Hâkimler ve Savcılar Yüksek Kurulu'na (HSYK) belirli bir zihniyetin hâkim olmasının sebebi, 28 Şubat süreci ve o dönemde Çankaya'ya çıkan Demirel ile Ahmet Necdet Sezer. Tabii öncesinden gelen bir birikim de var. HSYK üyeleri, Danıştay ve Yargıtay'ın gösterdiği adaylar arasından, cumhurbaşkanı tarafından seçiliyor ve HSYK'ya, sadece Danıştay ve Yargıtay bünyesinden aday gösterilebiliyor. Bu kapalı yapının kırılması herkesin menfaatine. Zira Abdullah Gül, 7 yıl işbaşında kalsa, bir bakarsınız, bu süre zarfında, HSYK, AK Partilileşivermiş (YÖK örneğini hatırlayınız).
1961 Anayasası'ndaki formüle dönülebilir. HSYK üyelerini, kısmen parlamento seçsin (3'te 2 çoğunluk şartı getirilirse, uzlaşma arama mecburiyeti doğacaktır). Geri kalanını cumhurbaşkanı, Danıştay, Yargıtay ve mevcut 12 bin hâkim ve savcı, birinci sınıf hâkim ve savcılar arasından seçsin (Sadece Danıştay ve Yargıtay üyeleri arasından değil). Deneyimli hukukçulara da, HSYK üyesi olma yolu açılsın.
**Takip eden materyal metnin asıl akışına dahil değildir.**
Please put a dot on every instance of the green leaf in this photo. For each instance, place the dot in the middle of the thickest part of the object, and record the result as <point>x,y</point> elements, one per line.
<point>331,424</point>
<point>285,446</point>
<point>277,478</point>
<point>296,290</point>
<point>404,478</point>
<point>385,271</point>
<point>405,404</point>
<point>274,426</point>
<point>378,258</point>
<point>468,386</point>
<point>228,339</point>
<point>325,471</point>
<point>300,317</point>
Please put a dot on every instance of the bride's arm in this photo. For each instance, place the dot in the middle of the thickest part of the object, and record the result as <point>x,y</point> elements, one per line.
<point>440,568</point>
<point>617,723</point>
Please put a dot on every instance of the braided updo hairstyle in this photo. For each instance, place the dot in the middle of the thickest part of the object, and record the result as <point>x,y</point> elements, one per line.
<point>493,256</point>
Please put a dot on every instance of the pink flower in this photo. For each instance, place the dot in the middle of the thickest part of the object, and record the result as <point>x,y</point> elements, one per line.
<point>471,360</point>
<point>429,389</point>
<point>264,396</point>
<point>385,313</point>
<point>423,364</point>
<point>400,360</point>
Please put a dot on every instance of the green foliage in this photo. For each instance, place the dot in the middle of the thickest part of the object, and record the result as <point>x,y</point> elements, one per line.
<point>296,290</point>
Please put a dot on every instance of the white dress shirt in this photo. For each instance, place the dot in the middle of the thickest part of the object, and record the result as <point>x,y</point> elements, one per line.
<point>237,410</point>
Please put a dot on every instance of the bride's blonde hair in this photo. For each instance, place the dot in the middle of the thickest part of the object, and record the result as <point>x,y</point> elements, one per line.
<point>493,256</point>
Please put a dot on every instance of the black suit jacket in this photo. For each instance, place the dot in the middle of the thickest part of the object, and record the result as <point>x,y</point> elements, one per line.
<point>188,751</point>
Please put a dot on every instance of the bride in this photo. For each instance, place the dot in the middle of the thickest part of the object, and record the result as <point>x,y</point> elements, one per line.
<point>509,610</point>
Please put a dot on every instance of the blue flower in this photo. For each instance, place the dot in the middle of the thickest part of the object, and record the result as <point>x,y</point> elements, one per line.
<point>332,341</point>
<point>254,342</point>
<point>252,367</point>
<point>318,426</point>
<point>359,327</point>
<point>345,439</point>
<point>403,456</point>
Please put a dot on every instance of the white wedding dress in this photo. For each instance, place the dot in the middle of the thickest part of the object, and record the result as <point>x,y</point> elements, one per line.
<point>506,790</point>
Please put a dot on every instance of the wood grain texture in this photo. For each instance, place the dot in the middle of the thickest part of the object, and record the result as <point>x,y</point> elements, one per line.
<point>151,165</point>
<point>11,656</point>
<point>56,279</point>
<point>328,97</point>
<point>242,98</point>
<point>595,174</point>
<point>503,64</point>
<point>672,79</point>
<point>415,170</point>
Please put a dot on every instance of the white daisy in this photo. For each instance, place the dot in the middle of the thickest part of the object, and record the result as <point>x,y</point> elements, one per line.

AK Parti, itiraz edilen bir hususta geri adım atmalı. HSYK'nın yapısı değiştirilirken, Adalet Bakanı'nın Kurul'a başkanlık yapması da engellenmeli. Yargı reformunda, Teftiş Heyeti'nin ve Ceza İşleri Genel Kurulu'nun, Adalet Bakanlığı'ndan alınıp, HSYK'ya bağlanması da öngörülüyor. Böyle bir yapı kurulursa, "AK Parti yargıyı ele geçirmek istiyor" iddiaları havada kalacaktır.